Blick: Comment évaluez-vous l’évolution de l’Ukraine jusqu’au début de la guerre?
Alfred Heer: Ces dernières années, l’Ukraine a fait de nets progrès en termes de démocratie. Même si la corruption reste un problème majeur, j’ai pu constater qu’on en parle ouvertement dans toutes les institutions et que des réformes ont été introduites. Et même si une corruption aussi profonde ne peut pas être éradiquée du jour au lendemain, l’Ukraine a tout de même connu des élections démocratiques et ouvertes, au cours desquelles Volodymyr Zelensky a battu le président sortant Petro Porochenko.
Êtes-vous surpris par la combativité de Zelensky?
Zelensky était en position de faiblesse avant la guerre. Le pays était divisé. Des mandats d’arrêt pour haute trahison étaient en cours contre Porochenko. Différents oligarques de l’ombre voulaient destituer Zelensky par le biais du Parlement et forcer la tenue de nouvelles élections. La guerre d’agression menée par les Russes a conduit les Ukrainiens à resserrer les rangs. Ce fut sans doute l’erreur d’appréciation décisive du Kremlin: on pensait que l’Ukraine serait une victime facile suite à cette dissension.
Pourquoi l’Ukraine est-elle si importante pour Vladimir Poutine?
Historiquement, La Rus' de Kiev est le berceau de la nation russe. La Crimée et Odessa ont été conquises par les Russes sur les Ottomans au 18e siècle. Pendant la Seconde Guerre mondiale, l’Armée rouge a perdu des dizaines de milliers de soldats rien que dans la bataille de Kiev contre l’armée allemande. Sébastopol en Crimée est un port stratégique pour la Russie. C’est pour cette raison que Poutine considère historiquement l’Ukraine comme un territoire russe.
L’OTAN est régulièrement critiquée. L’Occident aurait-il vraiment pu empêcher la guerre?
C’est difficile à dire. Si l’on avait été d’accord de considérer l’Ukraine comme l’arrière-cour des Russes, sans doute. Mais le droit à l’autodétermination vaut aussi pour les Ukrainiens. Lors de mes visites, j’ai clairement remarqué que ceux-ci ne veulent plus être opprimés par le Kremlin. Même de nombreux Ukrainiens russophones souhaitent une coopération avec l’Occident, car ils reconnaissent que la démocratie, la liberté d’expression et la prospérité sont ainsi mieux garanties. Poutine a probablement toujours suivi une stratégie claire. Il a pu planifier sa stratégie à long terme, alors que les gouvernements occidentaux changent à chaque fois.
Votre parti fait justement parler de lui en ce moment avec des «compréhensifs de Poutine».

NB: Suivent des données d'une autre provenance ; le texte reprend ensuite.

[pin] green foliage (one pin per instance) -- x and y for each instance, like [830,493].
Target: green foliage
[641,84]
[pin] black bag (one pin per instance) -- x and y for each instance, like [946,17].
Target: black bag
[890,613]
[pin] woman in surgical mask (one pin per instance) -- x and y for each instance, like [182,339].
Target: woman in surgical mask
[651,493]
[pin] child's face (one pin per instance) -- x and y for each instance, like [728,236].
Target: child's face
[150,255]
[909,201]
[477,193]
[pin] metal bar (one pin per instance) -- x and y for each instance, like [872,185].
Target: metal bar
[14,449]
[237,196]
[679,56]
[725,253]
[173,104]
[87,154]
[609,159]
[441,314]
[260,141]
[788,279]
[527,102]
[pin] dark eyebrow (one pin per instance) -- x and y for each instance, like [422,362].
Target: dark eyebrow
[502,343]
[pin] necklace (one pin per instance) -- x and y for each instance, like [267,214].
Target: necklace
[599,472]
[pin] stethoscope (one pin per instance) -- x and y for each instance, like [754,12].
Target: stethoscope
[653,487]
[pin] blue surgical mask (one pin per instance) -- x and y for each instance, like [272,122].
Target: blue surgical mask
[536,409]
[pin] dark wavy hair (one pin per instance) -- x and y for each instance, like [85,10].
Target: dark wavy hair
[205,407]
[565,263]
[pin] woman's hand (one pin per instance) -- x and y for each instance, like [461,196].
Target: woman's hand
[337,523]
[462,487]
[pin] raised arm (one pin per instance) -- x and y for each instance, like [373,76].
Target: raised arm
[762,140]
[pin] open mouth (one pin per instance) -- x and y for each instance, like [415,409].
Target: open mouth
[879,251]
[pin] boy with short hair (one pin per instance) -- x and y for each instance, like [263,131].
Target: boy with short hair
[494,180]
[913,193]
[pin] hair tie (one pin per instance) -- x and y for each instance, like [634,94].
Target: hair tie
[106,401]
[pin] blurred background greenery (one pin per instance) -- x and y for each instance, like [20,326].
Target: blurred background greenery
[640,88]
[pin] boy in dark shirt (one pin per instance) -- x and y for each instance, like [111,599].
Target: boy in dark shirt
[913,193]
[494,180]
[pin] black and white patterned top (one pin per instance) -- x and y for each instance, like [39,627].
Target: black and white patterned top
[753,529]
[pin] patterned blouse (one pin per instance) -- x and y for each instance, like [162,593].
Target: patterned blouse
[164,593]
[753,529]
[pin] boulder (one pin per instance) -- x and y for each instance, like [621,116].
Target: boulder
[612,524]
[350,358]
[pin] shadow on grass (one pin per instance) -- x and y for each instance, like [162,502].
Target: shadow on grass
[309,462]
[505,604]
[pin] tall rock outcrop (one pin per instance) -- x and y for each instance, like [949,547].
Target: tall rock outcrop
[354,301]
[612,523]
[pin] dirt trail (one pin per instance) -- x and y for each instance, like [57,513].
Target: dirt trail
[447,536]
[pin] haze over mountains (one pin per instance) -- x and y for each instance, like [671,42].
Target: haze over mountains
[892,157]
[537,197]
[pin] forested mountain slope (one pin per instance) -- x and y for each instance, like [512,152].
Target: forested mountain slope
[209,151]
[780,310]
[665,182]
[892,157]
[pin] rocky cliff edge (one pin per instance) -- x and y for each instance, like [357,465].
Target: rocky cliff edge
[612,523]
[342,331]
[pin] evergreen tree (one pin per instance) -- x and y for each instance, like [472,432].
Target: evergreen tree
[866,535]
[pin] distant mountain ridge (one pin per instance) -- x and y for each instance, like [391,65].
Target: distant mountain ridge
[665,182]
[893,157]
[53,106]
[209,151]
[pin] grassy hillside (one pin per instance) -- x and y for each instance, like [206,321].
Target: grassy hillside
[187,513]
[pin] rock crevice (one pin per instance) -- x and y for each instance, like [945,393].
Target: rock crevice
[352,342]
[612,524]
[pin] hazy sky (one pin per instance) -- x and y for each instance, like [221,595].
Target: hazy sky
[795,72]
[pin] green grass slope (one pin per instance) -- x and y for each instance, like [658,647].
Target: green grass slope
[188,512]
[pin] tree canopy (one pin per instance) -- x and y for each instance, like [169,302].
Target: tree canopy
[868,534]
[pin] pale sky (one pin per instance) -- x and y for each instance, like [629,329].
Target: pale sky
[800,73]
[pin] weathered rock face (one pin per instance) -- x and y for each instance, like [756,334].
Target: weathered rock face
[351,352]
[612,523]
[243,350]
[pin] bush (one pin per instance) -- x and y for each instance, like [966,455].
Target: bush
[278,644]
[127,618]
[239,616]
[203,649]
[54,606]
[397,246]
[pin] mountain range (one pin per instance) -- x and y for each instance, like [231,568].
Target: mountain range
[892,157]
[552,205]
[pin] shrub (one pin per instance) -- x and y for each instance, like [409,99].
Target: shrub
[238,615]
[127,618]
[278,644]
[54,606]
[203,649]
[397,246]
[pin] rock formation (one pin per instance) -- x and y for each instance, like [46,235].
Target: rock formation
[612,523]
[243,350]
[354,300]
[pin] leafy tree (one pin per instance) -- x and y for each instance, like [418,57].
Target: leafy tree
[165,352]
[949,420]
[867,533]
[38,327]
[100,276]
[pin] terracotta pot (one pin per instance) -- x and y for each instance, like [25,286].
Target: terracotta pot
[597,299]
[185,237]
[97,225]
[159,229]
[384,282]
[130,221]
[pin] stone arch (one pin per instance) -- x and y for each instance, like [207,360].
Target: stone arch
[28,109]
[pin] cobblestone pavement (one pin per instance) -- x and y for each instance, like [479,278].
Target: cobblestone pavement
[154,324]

Il serait vraiment urgent de comprendre Poutine. On aurait alors compris que ses menaces ne sont pas des paroles en l’air. On aurait pu mieux se préparer à une vague de réfugiés. Le Conseil fédéral n’avait pas de scénario dans ses tiroirs pour le cas où Poutine envahirait effectivement le pays. La reprise précipitée des sanctions inutiles et arbitraires de l’UE contre les entreprises russes en dit long. Le Conseil fédéral n’a pas remarqué jusqu’à présent que les oligarques russes qui investissent dans certains pays de l’UE ont été délibérément exclus de l’UE.
Pourtant, la majorité juge les sanctions différemment de vous et de votre parti. Allez-vous continuer en tant que rapporteur si la situation le permet à nouveau?
En tant que rapporteur, je suis responsable du développement démocratique et de l’État de droit dans le dialogue avec les acteurs ukrainiens. Ceux-ci ont aujourd’hui d’autres préoccupations, ce qui est compréhensible. D’après ce que je pense du Kremlin, la guerre sera menée jusqu’à ce que de grandes parties de l’est de l’Ukraine et la côte de la mer Noire soient contrôlées par la Fédération de Russie. Poutine n’a plus rien à perdre. Les Ukrainiens luttent pour leur survie. Ce week-end, c’est la Pâques orthodoxe – et malgré tout, je ne perds pas l’espoir que la raison revienne et que la guerre prenne bientôt fin.
Allez-vous vous rendre à nouveau en Ukraine?
Il est prévu que je me rende en Ukraine en tant que rapporteur pour l’Assemblée parlementaire du Conseil de l’Europe. Toutefois, il faut un mandat et une mission clairs et non du tourisme de catastrophe. La semaine prochaine, je discuterai de la marche à suivre avec mon collègue islandais à l’occasion de la session du Conseil de l’Europe.